Worship & Mission
by Jason Byassee, February 26, 2014
The church exists for worship and mission. One feeds the other and both draw us toward Jesus.
This is a great time of year for both. Our Rwanda team has just returned and our Guatemala team is about to be sent out. We worshiped last Saturday night, February 22, and will worship in a new style on March 1. March 2nd marks the beginning of Lent, 40 days of a lonely road with Jesus on the way to his cross. Worship and mission are the two lungs of the church’s body, and both are full at the moment.
Here is what’s to come: on Saturday night, March 1st, we’ll worship in the chapel at 6:30 with a form of chant called Taize.
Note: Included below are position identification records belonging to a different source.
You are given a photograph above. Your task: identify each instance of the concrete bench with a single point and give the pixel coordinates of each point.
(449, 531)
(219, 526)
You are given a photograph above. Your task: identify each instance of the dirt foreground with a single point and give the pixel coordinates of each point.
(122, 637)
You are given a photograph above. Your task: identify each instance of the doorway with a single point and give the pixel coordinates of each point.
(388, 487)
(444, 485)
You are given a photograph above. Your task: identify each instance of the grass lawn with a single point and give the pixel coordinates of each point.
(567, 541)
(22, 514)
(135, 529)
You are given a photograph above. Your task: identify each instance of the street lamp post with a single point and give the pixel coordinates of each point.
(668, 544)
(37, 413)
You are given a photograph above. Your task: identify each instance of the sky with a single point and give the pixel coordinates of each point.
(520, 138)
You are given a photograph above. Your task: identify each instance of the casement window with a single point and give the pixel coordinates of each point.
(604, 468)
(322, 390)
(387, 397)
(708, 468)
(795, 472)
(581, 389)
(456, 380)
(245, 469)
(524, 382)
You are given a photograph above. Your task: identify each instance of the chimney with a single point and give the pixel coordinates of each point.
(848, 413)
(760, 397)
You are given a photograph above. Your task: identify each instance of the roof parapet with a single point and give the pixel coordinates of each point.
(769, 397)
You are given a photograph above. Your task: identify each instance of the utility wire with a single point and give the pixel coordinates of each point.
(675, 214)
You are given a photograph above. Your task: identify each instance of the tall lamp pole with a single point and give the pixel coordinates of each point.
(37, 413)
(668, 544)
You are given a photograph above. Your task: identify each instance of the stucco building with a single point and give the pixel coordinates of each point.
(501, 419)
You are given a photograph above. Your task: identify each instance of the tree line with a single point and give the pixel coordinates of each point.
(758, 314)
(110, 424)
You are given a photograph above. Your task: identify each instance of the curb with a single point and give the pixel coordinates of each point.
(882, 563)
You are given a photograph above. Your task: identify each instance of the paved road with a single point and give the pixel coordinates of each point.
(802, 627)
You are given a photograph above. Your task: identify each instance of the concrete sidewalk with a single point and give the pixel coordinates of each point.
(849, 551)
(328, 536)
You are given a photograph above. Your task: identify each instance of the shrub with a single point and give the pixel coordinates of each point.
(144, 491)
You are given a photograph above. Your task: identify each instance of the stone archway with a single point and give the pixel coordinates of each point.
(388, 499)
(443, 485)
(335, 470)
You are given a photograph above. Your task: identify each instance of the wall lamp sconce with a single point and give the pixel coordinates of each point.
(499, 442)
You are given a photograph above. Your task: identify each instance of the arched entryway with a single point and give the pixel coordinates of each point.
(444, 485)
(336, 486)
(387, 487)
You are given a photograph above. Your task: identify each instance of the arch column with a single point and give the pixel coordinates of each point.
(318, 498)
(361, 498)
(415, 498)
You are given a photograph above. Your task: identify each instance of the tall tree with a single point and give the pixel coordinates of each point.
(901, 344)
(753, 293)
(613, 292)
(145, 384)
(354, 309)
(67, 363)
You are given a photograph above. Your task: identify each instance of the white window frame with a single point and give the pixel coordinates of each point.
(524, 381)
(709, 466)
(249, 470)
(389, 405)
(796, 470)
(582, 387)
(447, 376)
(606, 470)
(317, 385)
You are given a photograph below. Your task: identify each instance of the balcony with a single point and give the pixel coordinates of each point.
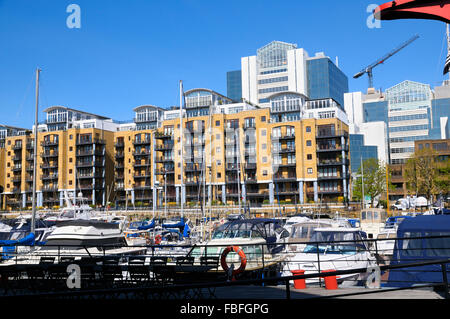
(164, 159)
(81, 153)
(331, 134)
(232, 166)
(163, 135)
(248, 125)
(285, 178)
(331, 162)
(119, 166)
(164, 147)
(284, 137)
(142, 153)
(142, 176)
(49, 177)
(286, 164)
(142, 186)
(286, 150)
(250, 166)
(337, 148)
(49, 165)
(90, 141)
(91, 164)
(325, 178)
(17, 168)
(49, 154)
(50, 188)
(16, 179)
(50, 143)
(142, 142)
(142, 164)
(165, 171)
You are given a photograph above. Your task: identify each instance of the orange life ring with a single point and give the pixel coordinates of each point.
(238, 250)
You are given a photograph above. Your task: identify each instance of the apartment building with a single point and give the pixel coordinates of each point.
(74, 155)
(441, 147)
(233, 152)
(295, 151)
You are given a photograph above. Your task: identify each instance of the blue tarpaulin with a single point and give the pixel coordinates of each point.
(8, 246)
(409, 249)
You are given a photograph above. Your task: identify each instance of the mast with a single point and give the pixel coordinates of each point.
(33, 215)
(181, 143)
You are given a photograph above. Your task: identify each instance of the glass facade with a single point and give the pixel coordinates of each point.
(440, 108)
(326, 80)
(375, 112)
(234, 85)
(360, 151)
(274, 54)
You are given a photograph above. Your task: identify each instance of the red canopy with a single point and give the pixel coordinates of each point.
(414, 9)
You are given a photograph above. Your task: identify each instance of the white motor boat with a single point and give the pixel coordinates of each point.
(332, 249)
(79, 239)
(255, 245)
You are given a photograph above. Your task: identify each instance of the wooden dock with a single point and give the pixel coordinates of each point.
(279, 292)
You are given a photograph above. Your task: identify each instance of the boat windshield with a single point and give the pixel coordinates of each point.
(335, 243)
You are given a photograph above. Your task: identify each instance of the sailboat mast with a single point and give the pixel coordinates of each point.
(33, 215)
(181, 143)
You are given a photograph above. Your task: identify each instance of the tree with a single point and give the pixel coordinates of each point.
(374, 180)
(426, 174)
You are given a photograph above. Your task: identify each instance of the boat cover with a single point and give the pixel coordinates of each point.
(409, 249)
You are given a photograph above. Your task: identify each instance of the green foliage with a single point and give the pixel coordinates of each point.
(426, 174)
(374, 180)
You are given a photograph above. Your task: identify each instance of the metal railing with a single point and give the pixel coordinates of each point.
(224, 281)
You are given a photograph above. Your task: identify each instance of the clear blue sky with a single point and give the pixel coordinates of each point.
(133, 52)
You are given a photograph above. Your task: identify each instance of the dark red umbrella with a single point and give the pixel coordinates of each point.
(414, 9)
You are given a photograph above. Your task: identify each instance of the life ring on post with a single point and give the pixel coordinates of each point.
(240, 252)
(158, 239)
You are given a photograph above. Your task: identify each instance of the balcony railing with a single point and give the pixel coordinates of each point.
(331, 134)
(90, 141)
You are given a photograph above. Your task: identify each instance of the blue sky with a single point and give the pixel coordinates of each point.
(133, 52)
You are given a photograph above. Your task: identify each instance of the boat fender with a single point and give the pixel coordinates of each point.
(238, 250)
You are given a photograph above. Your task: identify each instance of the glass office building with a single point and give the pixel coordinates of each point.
(234, 85)
(360, 152)
(326, 80)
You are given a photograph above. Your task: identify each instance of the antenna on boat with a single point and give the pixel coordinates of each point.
(182, 155)
(33, 215)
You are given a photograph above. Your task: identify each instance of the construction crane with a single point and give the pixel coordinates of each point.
(369, 69)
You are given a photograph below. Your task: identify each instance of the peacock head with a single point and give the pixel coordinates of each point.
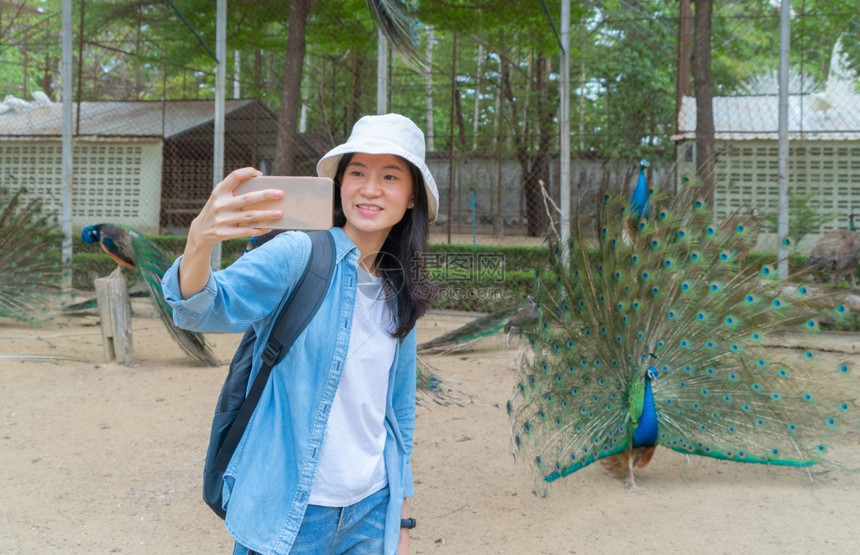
(91, 234)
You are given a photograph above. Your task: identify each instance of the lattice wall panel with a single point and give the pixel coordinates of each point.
(112, 182)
It is simple, hauntingly beautiful, and unforgettable. Here’s a glimpse of how it sounds. Saturday night is the least utilized portion of our week. Many Christian traditions offer an evening worship service. These experimental gatherings are a way of asking whether Jesus is calling us to worship regularly that evening, perhaps with styles as varied as roots revival, Taize, blue grass, and maybe others (jazz?).
On Ash Wednesday, March 5th, we’ll gather in the Family Life Center for a pancake supper. Strove Tuesday (Mardi Gras in French speaking parts) is a day for feasting before the fast of Lent begins. Sarah Strickland is heading our family life committee now and needs some flapjack flippers–please be in touch with her to volunteer, or view the evite here. We’ll worship in the sanctuary at 7 and receive ashes on our foreheads as a sign of our mortality (“remember you are dust, and to dust you shall return” Gen. 3:19).
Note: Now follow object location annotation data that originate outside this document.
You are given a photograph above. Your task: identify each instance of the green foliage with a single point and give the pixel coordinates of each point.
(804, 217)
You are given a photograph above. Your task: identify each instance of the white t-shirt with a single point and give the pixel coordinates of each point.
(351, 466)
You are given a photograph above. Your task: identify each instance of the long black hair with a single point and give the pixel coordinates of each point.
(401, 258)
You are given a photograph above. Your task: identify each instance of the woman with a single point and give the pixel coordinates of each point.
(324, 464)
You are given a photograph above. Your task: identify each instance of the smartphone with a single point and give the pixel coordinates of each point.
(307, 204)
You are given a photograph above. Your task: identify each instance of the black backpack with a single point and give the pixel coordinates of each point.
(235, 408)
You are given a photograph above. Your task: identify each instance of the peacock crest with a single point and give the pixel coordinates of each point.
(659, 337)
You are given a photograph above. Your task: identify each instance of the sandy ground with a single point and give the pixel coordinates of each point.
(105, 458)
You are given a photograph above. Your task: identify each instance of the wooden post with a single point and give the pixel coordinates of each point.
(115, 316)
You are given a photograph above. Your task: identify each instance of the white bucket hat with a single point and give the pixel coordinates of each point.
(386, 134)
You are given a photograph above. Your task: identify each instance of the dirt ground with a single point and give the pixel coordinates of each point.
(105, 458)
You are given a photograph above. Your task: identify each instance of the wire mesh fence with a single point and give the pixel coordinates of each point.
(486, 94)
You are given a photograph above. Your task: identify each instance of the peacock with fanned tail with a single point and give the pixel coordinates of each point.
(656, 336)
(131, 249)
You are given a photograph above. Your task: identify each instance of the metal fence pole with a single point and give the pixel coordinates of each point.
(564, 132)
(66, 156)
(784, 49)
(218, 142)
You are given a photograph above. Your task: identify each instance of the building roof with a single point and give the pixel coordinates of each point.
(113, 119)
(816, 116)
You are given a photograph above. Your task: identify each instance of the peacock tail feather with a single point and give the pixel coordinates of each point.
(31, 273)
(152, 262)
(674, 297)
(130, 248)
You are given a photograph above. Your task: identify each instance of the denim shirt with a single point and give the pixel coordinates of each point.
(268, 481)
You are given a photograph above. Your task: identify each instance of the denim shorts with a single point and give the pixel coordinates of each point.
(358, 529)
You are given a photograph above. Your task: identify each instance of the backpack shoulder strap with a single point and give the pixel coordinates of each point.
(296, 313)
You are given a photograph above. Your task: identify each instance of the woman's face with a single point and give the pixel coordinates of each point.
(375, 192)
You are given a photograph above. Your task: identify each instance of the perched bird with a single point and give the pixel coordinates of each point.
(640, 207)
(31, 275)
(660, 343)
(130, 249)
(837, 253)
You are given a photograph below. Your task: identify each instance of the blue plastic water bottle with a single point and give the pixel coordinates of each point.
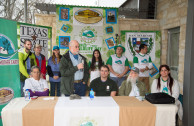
(27, 95)
(91, 94)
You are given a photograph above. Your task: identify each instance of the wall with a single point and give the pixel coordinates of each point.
(47, 20)
(172, 14)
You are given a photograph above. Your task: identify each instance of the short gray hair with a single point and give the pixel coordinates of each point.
(72, 42)
(35, 67)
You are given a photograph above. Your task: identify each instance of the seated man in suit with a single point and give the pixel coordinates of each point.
(103, 85)
(36, 85)
(132, 86)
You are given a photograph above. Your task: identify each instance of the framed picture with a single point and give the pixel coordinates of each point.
(111, 16)
(64, 28)
(154, 70)
(64, 14)
(64, 42)
(109, 30)
(110, 42)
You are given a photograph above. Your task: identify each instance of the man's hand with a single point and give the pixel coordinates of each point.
(142, 70)
(55, 77)
(146, 68)
(80, 66)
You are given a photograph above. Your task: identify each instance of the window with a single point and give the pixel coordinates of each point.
(173, 51)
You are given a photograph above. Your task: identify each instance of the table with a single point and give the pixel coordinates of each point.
(100, 111)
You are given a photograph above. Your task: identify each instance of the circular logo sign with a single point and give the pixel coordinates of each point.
(6, 94)
(88, 16)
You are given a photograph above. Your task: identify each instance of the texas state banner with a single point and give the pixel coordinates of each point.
(9, 63)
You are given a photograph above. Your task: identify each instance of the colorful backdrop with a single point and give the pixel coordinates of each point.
(93, 27)
(9, 67)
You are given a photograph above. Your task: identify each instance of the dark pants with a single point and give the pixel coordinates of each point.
(53, 87)
(22, 85)
(80, 89)
(118, 80)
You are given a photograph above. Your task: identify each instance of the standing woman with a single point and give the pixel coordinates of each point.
(95, 65)
(53, 71)
(165, 83)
Often folks give things up for Lent: chocolate, cussing, being a Carolina fan. But a friend’s church gave me an idea. What if we each gave up something important to us that costs money–coffee, meat, alcohol, meals out, movies. Then we pool that money we would have spent on ourselves and put it toward missions. We have so many things we could contribute to–the Justice family hasn’t yet quite gotten fully funded, our Rwanda and Guatemala teams would love to be more generous in those areas, WeCan and Circles here in the High Country needs further funding.
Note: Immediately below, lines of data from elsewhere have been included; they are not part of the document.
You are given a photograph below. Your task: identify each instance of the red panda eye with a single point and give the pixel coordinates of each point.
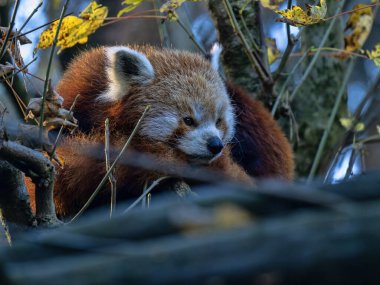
(189, 121)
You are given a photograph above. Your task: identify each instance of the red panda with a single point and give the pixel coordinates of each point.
(194, 119)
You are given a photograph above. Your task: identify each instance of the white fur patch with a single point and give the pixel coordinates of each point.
(119, 83)
(194, 143)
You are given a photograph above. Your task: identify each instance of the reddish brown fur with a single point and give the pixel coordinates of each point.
(261, 148)
(265, 149)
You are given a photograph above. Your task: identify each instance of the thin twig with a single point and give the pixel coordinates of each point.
(264, 75)
(6, 229)
(105, 178)
(49, 67)
(133, 17)
(330, 122)
(286, 83)
(316, 56)
(19, 70)
(20, 103)
(10, 28)
(111, 178)
(285, 56)
(39, 27)
(191, 37)
(289, 48)
(52, 154)
(146, 192)
(31, 15)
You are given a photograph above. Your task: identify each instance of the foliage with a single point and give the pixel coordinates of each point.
(375, 54)
(298, 17)
(360, 24)
(75, 29)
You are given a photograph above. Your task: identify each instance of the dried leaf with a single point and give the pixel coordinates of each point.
(132, 4)
(272, 50)
(14, 47)
(298, 17)
(75, 30)
(5, 69)
(360, 23)
(350, 123)
(271, 4)
(375, 54)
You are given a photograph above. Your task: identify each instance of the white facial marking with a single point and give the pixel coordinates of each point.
(194, 143)
(119, 83)
(160, 126)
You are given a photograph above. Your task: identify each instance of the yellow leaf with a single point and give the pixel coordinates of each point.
(360, 23)
(132, 4)
(346, 122)
(375, 54)
(271, 4)
(73, 29)
(272, 50)
(350, 123)
(298, 17)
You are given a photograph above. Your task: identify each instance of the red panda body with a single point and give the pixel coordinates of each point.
(192, 121)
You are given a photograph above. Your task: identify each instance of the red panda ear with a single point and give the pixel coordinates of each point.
(127, 67)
I propose that we, Boone Methodist, each give up something and then offer what we would have spent in a special offering on Easter Sunday. We’ll have done something small to discipline our desires in (tiny!) imitation of Christ who emptied himself to save us. And we’ll offer enough to make a difference in our generosity as a congregation and in God’s world. We will continue to honor our long tradition of the Thirty Pieces of Silver offering, with this as an extra challenge. What do you think? As ever feel free to offer input: seniorminister@booneumc.org.
Final thing for today: several folks have asked me why church is necessary. Sunday is their sanctuary, they love being with their family uninterrupted (their homes must be more pacific than mine!). This is a beautiful question. It suggests genuine Sabbath rest in those households, and that honors God. Hard questions always do.
Let me tell you a quick story in response. Ellary Smith is Tommy and Tracy’s daughter. She not only sees her parents play music Sundays and practice Wednesdays, she sees them lead with their contagious spirit for Jesus, for our church, and for the marginalized. Ellary has taken to writing praise songs herself. She loves to robe up as an acolyte, to wear the cross, to bear the flame into the world. She loves Sunday School. She loves our church. “She’d live here if we let her,” Tracy joked.
The point of church isn’t to be happier, though it has that effect. It’s not to be a more moral person, though it certainly helps. Church only matters if God is who he says he is in scripture, if we desperately need Jesus to save us, if lingering in God’s presence makes us more human. “The glory of God is a human being fully alive,” St. Irenaeus said way back in the 2nd century. And at Boone Methodist one little girl is more alive as she lingers in God’s presence.
And that’s about the best reason I can give why you, your family, your neighbors, your enemies, everyone you and I know, should join us Sundays, Saturdays, Wednesdays, always.